Die Grundkompetenzen der 15-Jährigen haben sich laut der PISA-(Programme for International Student Assessment-)Studie 2015 der OECD nach Jahren der Verschlechterung inzwischen verbessert. Allerdings liegt der Anteil der leistungsschwachen Schüler immer noch um den Unionsdurchschnitt, und das Leistungsgefälle im Zusammenhang mit dem sozioökonomischen Hintergrund der Schüler hat sich vertieft. Die von der Regierung ergriffenen Maßnahmen zur Verbesserung der Bildungsergebnisse und der Chancengleichheit sollten ebenso genau verfolgt werden wie die Initiativen, die auf die Integration neu ankommender Schüler mit Migrationshintergrund in das Schulsystem abzielen.

(10)

Im Rahmen des Europäischen Semesters 2017 hat die Kommission die Wirtschaftspolitik Schwedens umfassend analysiert und diese Analyse im Länderbericht 2017 veröffentlicht. Sie hat auch das Konvergenzprogramm 2017 und das nationale Reformprogramm 2017 sowie die Maßnahmen zur Umsetzung der an Schweden gerichteten Empfehlungen der Vorjahre bewertet. Dabei hat sie nicht nur deren Relevanz für eine auf Dauer tragfähige Haushalts-, Sozial- und Wirtschaftspolitik in Schweden berücksichtigt, sondern angesichts der Notwendigkeit, die wirtschaftspolitische Steuerung der Union insgesamt durch auf Unionsebene entwickelte Vorgaben für künftige nationale Entscheidungen zu verstärken, auch deren Übereinstimmung mit Vorschriften und Leitlinien der Union beurteilt.

(11)

Vor dem Hintergrund dieser Bewertung hat der Rat das Konvergenzprogramm 2017 geprüft und ist zu der Auffassung (4) gelangt, dass Schweden den Stabilitäts- und Wachstumspakt voraussichtlich einhalten wird.

(12)

Vor dem Hintergrund der eingehenden Überprüfung durch die Kommission und dieser Bewertung hat der Rat das nationale Reformprogramm 2017 und das Konvergenzprogramm 2017 geprüft. Seine Empfehlungen gemäß Artikel 6 der Verordnung (EU) Nr. 1176/2011 spiegeln sich in der nachstehenden Empfehlung 1 wider —

EMPFIEHLT, dass Schweden 2017 und 2018

1.

die Risiken im Zusammenhang mit der Verschuldung der privaten Haushalte in Angriff nimmt, insbesondere durch eine allmähliche Beschränkung der steuerlichen Abzugsfähigkeit von Hypothekenzinszahlungen oder eine Erhöhung der periodischen Steuern auf Immobilien, und gleichzeitig Darlehen mit übermäßiger Verschuldung im Verhältnis zum Einkommen eindämmt; Investitionen in den Wohnungsbau fördert und die Effizienz des Wohnimmobilienmarkts verbessert, unter anderem durch die Einführung von mehr Flexibilität bei der Festsetzung der Mietpreise und durch eine Änderung der Ausgestaltung der Kapitalertragsteuer.
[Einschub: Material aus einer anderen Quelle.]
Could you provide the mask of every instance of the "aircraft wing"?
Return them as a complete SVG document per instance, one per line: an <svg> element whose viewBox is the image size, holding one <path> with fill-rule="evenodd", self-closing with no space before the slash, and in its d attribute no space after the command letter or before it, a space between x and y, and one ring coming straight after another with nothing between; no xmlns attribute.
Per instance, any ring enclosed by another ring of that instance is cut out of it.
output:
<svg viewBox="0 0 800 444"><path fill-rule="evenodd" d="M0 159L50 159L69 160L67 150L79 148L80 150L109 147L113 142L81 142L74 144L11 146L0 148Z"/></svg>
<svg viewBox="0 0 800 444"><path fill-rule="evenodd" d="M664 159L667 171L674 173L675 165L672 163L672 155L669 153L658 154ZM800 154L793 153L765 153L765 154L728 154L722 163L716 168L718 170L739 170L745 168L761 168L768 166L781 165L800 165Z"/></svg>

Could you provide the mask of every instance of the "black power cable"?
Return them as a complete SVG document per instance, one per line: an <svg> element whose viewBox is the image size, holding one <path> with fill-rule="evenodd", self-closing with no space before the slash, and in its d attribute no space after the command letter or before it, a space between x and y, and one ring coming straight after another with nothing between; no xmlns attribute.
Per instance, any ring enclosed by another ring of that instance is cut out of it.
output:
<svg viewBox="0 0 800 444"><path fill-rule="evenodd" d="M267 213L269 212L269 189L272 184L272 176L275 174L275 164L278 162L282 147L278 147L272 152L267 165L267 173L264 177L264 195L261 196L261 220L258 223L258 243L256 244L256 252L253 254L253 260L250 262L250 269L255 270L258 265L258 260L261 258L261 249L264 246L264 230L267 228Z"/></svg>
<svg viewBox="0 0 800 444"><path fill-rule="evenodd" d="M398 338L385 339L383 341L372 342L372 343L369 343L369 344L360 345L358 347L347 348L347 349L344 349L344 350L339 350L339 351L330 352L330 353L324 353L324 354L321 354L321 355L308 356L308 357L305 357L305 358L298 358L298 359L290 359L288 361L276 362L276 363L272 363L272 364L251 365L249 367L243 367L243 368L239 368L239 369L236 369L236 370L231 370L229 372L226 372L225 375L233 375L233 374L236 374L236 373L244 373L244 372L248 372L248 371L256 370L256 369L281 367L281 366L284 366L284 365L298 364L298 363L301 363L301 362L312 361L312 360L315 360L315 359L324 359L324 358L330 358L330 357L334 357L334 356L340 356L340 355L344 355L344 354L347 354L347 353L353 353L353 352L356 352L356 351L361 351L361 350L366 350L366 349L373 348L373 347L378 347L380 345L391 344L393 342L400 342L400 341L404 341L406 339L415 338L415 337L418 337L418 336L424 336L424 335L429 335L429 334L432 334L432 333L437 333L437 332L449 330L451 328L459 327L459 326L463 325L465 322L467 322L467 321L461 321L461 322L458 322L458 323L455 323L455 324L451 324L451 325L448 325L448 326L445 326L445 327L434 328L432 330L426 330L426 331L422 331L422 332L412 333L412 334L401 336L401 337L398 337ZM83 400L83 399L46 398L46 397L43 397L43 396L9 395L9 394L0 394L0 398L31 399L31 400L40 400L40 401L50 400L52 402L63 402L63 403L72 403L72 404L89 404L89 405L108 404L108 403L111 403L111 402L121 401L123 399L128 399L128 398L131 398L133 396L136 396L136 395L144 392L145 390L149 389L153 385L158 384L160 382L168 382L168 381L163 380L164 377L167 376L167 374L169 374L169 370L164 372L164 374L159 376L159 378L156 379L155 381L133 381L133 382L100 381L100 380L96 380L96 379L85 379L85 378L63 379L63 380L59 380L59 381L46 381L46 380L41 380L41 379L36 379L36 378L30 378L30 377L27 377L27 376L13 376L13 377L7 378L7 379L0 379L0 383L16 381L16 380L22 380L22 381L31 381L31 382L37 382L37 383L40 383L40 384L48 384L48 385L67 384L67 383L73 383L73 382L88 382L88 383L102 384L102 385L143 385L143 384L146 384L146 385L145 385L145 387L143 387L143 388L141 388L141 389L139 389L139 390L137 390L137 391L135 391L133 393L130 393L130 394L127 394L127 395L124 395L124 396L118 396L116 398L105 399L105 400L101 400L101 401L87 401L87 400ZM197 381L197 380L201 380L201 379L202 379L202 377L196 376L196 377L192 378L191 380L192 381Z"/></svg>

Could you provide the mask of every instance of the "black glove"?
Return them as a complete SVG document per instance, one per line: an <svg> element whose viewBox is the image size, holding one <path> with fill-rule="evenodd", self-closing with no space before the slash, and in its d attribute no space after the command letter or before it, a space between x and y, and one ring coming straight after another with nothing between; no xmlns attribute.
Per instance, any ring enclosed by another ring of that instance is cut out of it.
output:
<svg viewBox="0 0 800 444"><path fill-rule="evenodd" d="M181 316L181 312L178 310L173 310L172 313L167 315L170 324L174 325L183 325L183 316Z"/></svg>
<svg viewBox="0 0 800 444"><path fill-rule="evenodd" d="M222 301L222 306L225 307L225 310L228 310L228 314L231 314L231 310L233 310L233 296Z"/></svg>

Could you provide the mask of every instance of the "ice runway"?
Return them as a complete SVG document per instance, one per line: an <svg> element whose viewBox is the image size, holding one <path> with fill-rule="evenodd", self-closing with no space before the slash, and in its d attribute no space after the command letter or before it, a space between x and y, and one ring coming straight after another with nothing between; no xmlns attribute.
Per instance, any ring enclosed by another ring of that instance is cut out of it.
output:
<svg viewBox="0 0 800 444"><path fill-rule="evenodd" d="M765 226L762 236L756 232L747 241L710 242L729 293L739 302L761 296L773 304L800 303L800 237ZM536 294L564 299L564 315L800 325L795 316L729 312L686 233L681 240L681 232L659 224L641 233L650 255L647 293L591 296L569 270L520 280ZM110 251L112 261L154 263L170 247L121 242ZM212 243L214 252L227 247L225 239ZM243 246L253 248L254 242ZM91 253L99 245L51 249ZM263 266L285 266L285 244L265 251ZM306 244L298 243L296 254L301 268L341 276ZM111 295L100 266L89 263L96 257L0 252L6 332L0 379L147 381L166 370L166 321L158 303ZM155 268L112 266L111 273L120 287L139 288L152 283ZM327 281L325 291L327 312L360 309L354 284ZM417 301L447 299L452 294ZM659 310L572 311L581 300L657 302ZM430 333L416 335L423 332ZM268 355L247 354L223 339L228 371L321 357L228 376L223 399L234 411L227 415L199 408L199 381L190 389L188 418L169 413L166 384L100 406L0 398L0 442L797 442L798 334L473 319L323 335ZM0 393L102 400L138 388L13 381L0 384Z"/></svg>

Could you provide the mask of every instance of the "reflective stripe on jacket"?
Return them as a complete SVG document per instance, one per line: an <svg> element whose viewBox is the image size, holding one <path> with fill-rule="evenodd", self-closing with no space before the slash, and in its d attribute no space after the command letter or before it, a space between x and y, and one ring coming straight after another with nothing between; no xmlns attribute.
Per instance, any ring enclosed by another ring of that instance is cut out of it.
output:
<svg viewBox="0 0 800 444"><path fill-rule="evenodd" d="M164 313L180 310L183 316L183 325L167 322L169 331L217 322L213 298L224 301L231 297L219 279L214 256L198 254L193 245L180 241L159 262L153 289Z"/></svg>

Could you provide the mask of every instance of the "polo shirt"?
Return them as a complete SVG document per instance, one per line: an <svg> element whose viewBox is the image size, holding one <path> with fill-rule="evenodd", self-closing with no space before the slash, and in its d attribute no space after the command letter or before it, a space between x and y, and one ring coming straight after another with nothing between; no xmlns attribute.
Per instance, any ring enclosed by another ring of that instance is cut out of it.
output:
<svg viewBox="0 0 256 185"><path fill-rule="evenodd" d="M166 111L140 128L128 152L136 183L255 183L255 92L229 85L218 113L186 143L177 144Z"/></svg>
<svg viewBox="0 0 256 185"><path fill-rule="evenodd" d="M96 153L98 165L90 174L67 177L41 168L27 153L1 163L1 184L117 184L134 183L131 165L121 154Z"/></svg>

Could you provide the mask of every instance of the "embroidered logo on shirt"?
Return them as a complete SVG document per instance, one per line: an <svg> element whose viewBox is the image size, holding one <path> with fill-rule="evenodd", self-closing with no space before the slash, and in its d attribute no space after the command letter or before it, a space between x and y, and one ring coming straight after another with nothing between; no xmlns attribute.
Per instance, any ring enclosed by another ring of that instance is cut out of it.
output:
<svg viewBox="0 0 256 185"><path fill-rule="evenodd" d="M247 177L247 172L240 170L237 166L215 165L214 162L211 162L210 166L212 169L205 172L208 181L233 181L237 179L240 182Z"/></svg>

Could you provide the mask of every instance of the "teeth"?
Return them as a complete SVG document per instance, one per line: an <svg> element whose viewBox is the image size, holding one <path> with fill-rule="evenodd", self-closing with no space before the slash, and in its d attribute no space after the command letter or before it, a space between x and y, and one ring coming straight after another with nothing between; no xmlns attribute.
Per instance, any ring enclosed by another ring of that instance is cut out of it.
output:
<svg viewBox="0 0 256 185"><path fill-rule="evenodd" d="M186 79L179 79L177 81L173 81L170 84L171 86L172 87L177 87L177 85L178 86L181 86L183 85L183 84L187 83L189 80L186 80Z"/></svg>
Geschehen zu Brüssel am 11. Juli 2017.

Im Namen des Rates

Der Präsident

T. TÕNISTE


(1)  ABl. L 209 vom 2.8.1997, S. 1.

(2)  ABl. L 306 vom 23.11.2011, S. 25.

(3)  Verordnung (EU) Nr. 1303/2013 des Europäischen Parlaments und des Rates vom 17. Dezember 2013 mit gemeinsamen Bestimmungen über den Europäischen Fonds für regionale Entwicklung, den Europäischen Sozialfonds, den Kohäsionsfonds, den Europäischen Landwirtschaftsfonds für die Entwicklung des ländlichen Raums und den Europäischen Meeres- und Fischereifonds sowie mit allgemeinen Bestimmungen über den Europäischen Fonds für regionale Entwicklung, den Europäischen Sozialfonds, den Kohäsionsfonds und den Europäischen Meeres- und Fischereifonds und zur Aufhebung der Verordnung (EG) Nr. 1083/2006 des Rates (ABl. L 347 vom 20.12.2013, S. 320).

(4)  Gemäß Artikel 9 Absatz 2 der Verordnung (EG) Nr. 1466/97.